A ricordo della loro permanenza nell’anfiteatro, la cella dove i sette martiri furono rinchiusi prima dell’esecuzione della condanna ad bestias, divenne una cappella dedicata al culto dei santi lì imprigionati, soprattutto a quello di San Gennaro, al quale è stata intitolata; ciò è testimoniato da due lapidi poste al suo ingresso. Essa fu decorata con un altare maiolicato e una statua in ceramica raffigurante i santi Gennaro e Procolo che si abbracciano.
L’arena vera e propria (75x42m), alla quale si accedeva attraverso quattro ingressi principali e dodici secondari, è traforata da una serie di botole quadrangolari, collegate ai sotterranei, attraverso le quali le gabbie con le belve venivano issate, durante i ludi gladiatori. Il piano era attraversato, lungo l’asse est-ovest, da una profonda fossa lunga 45 metri, che scendeva sino ai sotterranei, posti ad una profondità di circa sette metri; coperta con tavole di legno, durante i giochi da essa venivano sollevate le scenografie o altro materiale necessario per gli spettacoli.
Un poderoso impianto di smaltimento delle acque raccoglieva le acque reflue, ed era collegato all’acquedotto del Serino, altra grande impresa augustea che portava l’acqua dai monti dell’avellinese sino ai Campi Flegrei, per poi terminare nel grande recapito finale della Piscina Mirabilis. Il collegamento era necessario per allagare i sotterranei dopo gli spettacoli, garantendone la pulizia. Non è credibile invece l’ipotesi che il collegamento con l’acquedotto fosse stato studiato per consentire lo svolgimento di naumachie (battaglie navali) all’interno dell’Anfiteatro.

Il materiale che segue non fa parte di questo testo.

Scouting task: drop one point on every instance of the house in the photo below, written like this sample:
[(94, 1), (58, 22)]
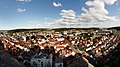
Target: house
[(42, 60)]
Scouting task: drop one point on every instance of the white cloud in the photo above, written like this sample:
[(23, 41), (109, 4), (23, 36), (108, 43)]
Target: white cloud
[(68, 16), (57, 4), (97, 11), (21, 10), (24, 0), (95, 16)]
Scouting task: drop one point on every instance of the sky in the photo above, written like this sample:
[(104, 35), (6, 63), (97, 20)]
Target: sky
[(15, 14)]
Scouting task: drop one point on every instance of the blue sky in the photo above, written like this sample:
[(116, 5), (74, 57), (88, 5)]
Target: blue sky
[(16, 14)]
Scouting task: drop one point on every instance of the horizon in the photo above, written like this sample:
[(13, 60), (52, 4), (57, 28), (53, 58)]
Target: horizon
[(30, 14)]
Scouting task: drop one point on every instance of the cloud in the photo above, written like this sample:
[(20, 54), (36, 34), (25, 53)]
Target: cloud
[(68, 16), (21, 10), (24, 0), (97, 11), (57, 4), (95, 16)]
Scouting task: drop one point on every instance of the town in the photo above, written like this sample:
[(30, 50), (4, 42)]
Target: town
[(61, 48)]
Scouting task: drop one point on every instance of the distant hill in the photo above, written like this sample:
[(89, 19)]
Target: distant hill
[(44, 29)]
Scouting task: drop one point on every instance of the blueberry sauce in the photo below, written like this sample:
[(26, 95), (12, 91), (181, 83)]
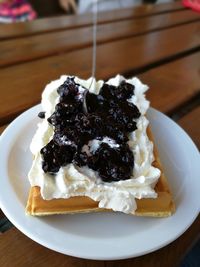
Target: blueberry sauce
[(41, 115), (81, 116)]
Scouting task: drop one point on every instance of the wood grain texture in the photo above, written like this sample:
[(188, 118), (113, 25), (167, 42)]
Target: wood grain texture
[(25, 82), (69, 22), (24, 252), (34, 47), (173, 84), (190, 122)]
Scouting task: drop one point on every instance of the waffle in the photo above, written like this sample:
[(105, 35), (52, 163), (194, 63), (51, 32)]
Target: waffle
[(162, 206)]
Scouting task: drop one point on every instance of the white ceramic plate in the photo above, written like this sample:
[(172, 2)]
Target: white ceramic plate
[(102, 236)]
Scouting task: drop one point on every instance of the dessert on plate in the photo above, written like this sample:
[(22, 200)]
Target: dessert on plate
[(94, 151)]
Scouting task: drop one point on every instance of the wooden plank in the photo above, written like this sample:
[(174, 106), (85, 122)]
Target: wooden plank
[(173, 84), (26, 81), (34, 47), (190, 123), (24, 252), (69, 22)]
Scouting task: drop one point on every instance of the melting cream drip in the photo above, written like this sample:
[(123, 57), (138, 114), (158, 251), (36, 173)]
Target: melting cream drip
[(95, 9)]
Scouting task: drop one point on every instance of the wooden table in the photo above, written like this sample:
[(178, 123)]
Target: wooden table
[(158, 43)]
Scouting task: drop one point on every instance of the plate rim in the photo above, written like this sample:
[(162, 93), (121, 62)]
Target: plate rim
[(42, 242)]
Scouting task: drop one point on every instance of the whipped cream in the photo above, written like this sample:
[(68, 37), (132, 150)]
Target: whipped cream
[(82, 181)]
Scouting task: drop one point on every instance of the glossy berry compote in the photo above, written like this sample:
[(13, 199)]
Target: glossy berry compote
[(92, 130)]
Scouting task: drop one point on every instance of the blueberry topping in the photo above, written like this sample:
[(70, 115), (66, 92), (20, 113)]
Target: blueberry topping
[(80, 117), (41, 115)]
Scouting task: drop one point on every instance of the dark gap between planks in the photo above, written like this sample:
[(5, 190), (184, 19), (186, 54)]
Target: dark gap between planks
[(51, 54), (90, 24)]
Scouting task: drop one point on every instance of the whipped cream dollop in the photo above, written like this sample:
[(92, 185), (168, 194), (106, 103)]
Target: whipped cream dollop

Nel ‘700, Carlo di Borbone, dopo secoli di declino e di spoliazioni, ordinò che i marmi e le statue dell’Anfiteatro fossero prelevati per abbellire la Reggia di Caserta ed infatti 12 colonne del teatrino provengono da Pozzuoli. Per fortuna la grandiosa costruzione fu salvata da un evento naturale che la ricoprì di terreno e di vegetazione. Con il re Ferdinando II di Borbone nel 1839 si inizia a lavorare per togliere il terreno e solo cento anni dopo, nel 1947, in seguito ad una campagna di scavi, l’archeologo Amedeo Maiuri lo libererà e ci restituirà l’anfiteatro come lo vediamo oggi.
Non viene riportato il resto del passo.